Auf Lampedusa herrscht zurzeit Chaos, was auch politisch gewollt
ist seitens der italienischen Regierung. Sonst hätte sie umgehend die
dort bereitstehenden Einrichtungen öffnen können. Es gibt hier eine
Strategie der Abschreckung. Man versucht, Menschen in eine unwürdige
Situation hineinlaufen zu lassen, um andere davon abzuhalten, es ihnen
gleichzutun. Das ist nur ein Teil der Abwehrstrategien Europas, aber ein
besonders schauerlicher.

"Wilde Horden sind eine europäische Wahrnehmung"

tagesschau.de: Ist denn der Zusammenbruch des Regimes der Hauptgrund für den Flüchtlingsstrom?

Bierdel:
Ich würde den Begriff "Flüchtlingsstrom" so nicht benutzen. Es ist
eine europäische Wahrnehmung, dass da wilde Horden sitzen, die nur
darauf warten, hier herüberzukommen. Es gibt in der Tat einen
Auswanderungsdruck, und der steigt auch über die Jahre. Für mich wäre
der richtige Schritt, darüber nachzudenken, wie weit auch europäische
Staaten und die EU Fluchtgründe schaffen.
Die EU ist speziell in Afrika unmittelbar am Fortdauern der
dortigen Elendsverhältnisse beteiligt. Zum einen durch äußerst unfaire
Handelsbeziehungen, wo Preise gezahlt werden, die weit unter den
Welthandelspreisen liegen. Zum anderen kippen wir unsere
Überschussproduktion auf die Märkte. Das ist vor allem in Westafrika der
Fall, wo subventionierte Lebensmittel der EU, die man früher hier
vernichten musste, dort so billig auf die Märkte gelangen, dass sie die
Strukturen der einheimischen Landwirtschaft zerstören. Zudem überfischen
wir die Gewässer vor der westafrikanischen Küste, so dass die Menschen
dort einfach keine Fische mehr fangen können.
Und am Ende kommt
nun auch noch der Klimawandel auf bestimmte Zonen Afrikas zu. Da müssen
wir uns doch fragen: Wer ist dafür verantwortlich? Ganz sicherlich nicht
der afrikanische Kontinent, der nicht einmal mit fünf Prozent an der
Emission von Treibhausgasen beteiligt ist. Wir müssen uns fragen: Wie
gehen wir nun um mit denen, die einen Anteil am Reichtum der Welt suchen
oder die in ihren Heimatregionen nicht mehr bleiben können, weil wir
sie dort vertrieben haben?

"Die europäische Politik steht kurz vor dem Offenbarungseid"
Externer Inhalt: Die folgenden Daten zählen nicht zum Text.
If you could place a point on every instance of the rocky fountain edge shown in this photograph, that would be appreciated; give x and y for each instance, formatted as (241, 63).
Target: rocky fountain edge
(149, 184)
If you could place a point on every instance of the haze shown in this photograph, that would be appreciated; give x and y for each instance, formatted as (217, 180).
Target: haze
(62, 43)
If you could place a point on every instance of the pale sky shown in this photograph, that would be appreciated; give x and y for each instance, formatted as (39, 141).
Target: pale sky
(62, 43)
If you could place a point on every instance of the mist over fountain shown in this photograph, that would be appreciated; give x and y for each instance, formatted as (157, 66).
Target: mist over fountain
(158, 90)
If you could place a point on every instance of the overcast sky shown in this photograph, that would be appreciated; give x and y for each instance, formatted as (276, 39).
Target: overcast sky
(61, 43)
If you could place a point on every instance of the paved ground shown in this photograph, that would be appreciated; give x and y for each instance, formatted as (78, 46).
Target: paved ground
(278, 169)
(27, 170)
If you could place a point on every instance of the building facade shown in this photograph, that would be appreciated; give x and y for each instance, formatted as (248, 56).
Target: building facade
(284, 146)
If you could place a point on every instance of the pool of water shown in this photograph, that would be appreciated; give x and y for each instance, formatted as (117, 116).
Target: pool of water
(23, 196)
tagesschau.de: Wie geht die EU denn bislang damit um?

Bierdel
: Sie übt massiven Druck auf die
Mittelmeer-Anrainer im Süden aus, um sie dazu zu zwingen, uns diese
vermeintliche Last vom Hals zu halten. Die EU und speziell Italien haben
es sich viel Geld kosten lassen, zu verhindern, dass Menschen ihre
Ursprungsländer verlassen. Wenn man dieses menschenrechtlich äußerst
sensible Feld in die Hand gibt von Leuten wie dem libyschen Staatschef
Muammar al Gaddafi, dann darf man sich nicht wundern, wenn Menschen in
irgendwelchen Foltercamps verschwinden, dort vergewaltigt oder
erschlagen werden.
Die europäische Politik steht kurz vor dem
Offenbarungseid, wenn sie einen libyschen Diktator zu ihrem
Menschenrechtsbeauftragten an der Südgrenze ernennt. Der
EU-Afrika-Gipfel vor wenigen Monaten in Tripolis hat nochmal gezeigt,
dass Gaddafi rund 30 Milliarden Euro für seine Dienste an der Südgrenze
haben möchte, und es steht zu befürchten, dass er die auch bekommen
wird. Ich halte das für eine schändliche Vereinbarung.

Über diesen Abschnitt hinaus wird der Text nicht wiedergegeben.